Von September 1944 bis Mai 1945 wurden 30 italienische Militärinternierte in der Sternwoll-Spinnerei eingesetzt. Dies ergibt sich aus jetzt gefundenen Schreiben von Titel & Krüger ans Hamburger Gauarbeitsamts. Dieses hatte Ende August 1944 alle Unternehmen angeschrieben, um ihm die bei ihnen Beschäftigten italienischen Militärinternierten zum 1. September 1944 mitzuteilen.

Bisher war man von 26 italienischen Kriegsgefangenen ausgegangen. Aus der Meldekartei und der Mitteilung des Unternehmens ergibt sich die neue Zahl und erstmals auch ihre Namen. Unterlagen aus 1946 führen noch eine höhere Anzahl auf, da vier von ihnen Ende Oktober bzw.
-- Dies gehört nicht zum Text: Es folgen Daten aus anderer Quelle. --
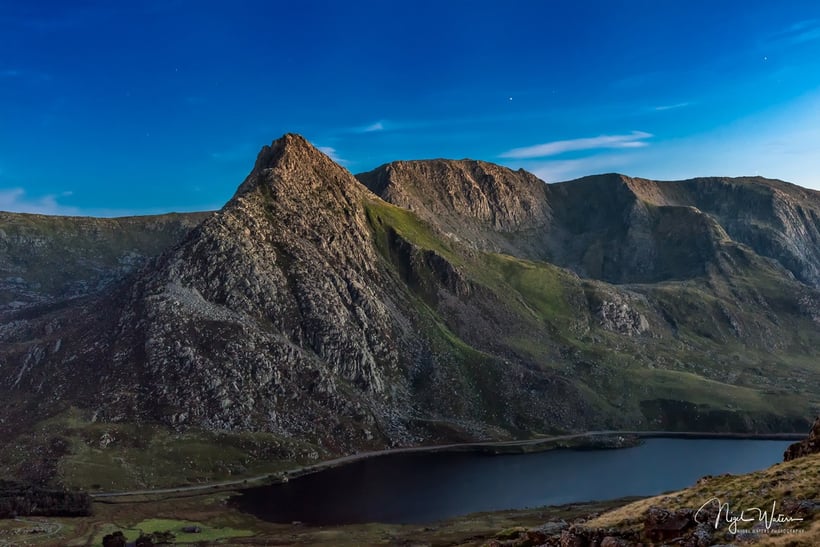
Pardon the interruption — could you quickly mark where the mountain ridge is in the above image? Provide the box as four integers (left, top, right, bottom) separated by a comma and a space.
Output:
0, 134, 820, 490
November 1944 aus dem Lager „austraten“. Was aus ihnen wurde, ist unklar.

26 von ihnen kamen nach Angaben der Hausmeldekartei aus dem Kriegsgefangenen Stammlager (Stalag) Sandbostel bei Bremervörde.
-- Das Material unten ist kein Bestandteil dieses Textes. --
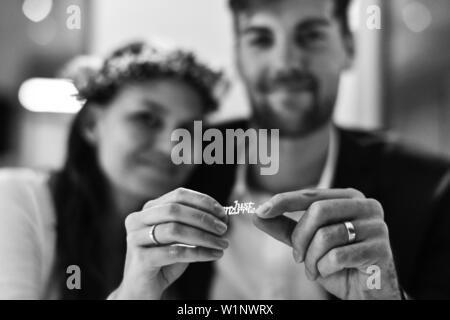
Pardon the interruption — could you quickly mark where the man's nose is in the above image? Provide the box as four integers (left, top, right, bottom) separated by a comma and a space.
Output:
273, 41, 305, 73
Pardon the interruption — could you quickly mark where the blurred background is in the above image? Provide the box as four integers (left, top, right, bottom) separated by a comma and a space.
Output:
0, 0, 450, 169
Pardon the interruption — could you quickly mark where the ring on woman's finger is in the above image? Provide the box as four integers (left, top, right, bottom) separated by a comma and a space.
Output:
148, 224, 161, 246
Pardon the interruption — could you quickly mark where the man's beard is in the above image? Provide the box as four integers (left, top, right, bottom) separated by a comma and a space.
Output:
247, 70, 334, 138
250, 87, 333, 138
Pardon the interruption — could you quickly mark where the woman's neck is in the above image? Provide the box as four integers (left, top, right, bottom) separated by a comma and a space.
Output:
110, 187, 150, 220
251, 123, 332, 193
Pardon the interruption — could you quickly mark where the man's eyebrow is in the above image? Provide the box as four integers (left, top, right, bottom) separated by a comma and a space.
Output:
240, 26, 270, 35
296, 18, 331, 30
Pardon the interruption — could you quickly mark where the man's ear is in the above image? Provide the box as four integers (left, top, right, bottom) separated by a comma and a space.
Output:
81, 105, 103, 145
234, 39, 243, 79
343, 34, 355, 70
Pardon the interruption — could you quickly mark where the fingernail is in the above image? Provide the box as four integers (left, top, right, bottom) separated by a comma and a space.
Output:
256, 202, 272, 217
214, 220, 228, 234
294, 249, 301, 263
217, 239, 230, 249
211, 250, 223, 258
302, 189, 318, 197
305, 267, 313, 281
214, 203, 227, 218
Wie kam es zu den italienischen Militärinternierten

Die italienischen Soldaten waren ab September 1943 von der deutschen Wehrmacht festgenommen und nach Deutschland deportiert, um sie als Kriegsgefangenen zur Arbeit einzusetzen. Ursprünglich war Italien Verbündeter Deutschland im Krieg. Mit dem Sturz Mussolinis im Juli 1943 änderte sich die strategische Rolle Italiens, die im September 1943 mit den Alliierten erst ein Waffenstillstand-Abkommen abschloss und im Oktober 1943 Deutschland den Krieg erklärte.

Die meisten italienischen Soldaten verweigerten sich dem Übergang in die deutsche Wehrmacht und wurden so zu Kriegsgefangenen. Um sich nicht an die internationalen Regeln zu halten, führte Deutschland den Status der „italienischen Militärinternierten“ ein. Sie wurden als Verräter in Deutschland angesehen und sehr schlecht behandelt.

Von den über 600.000 italienischen Soldaten, die als „Militärinternierten“ in Deutschland waren, starben 50.000. In Hamburg sollten 15.500 von ihnen als Zwangsarbeiter eingesetzt werden. Jüngste Zahlen besagen, dass es 13.500 vermutlich in Hamburg waren. Zu erst wurden sie auf große Lager verteilt, vor allem Schulen, aber auch große Hallen im Hamburger Hafen wie im Dessauer Ufer oder Alter Wandrahm. Von hier erfolgte ihre weitere Verteilung auf andere Zwangsarbeitslager. Bisher wurden über 220 Lager in Hamburg ermittelt, in denen italienische Militärinternierte lebten. Von diesen Lager ging es zu den Arbeitsorten. Die Unternehmen hatten sie angefordert. Hier besagen Unterlagen, das es über 500 Hamburger Unternehmen waren.

Was genau die italienischen Militärinternierten in der Sternwoll-Spinnerei machen mussten, ist bisher nicht bekannt.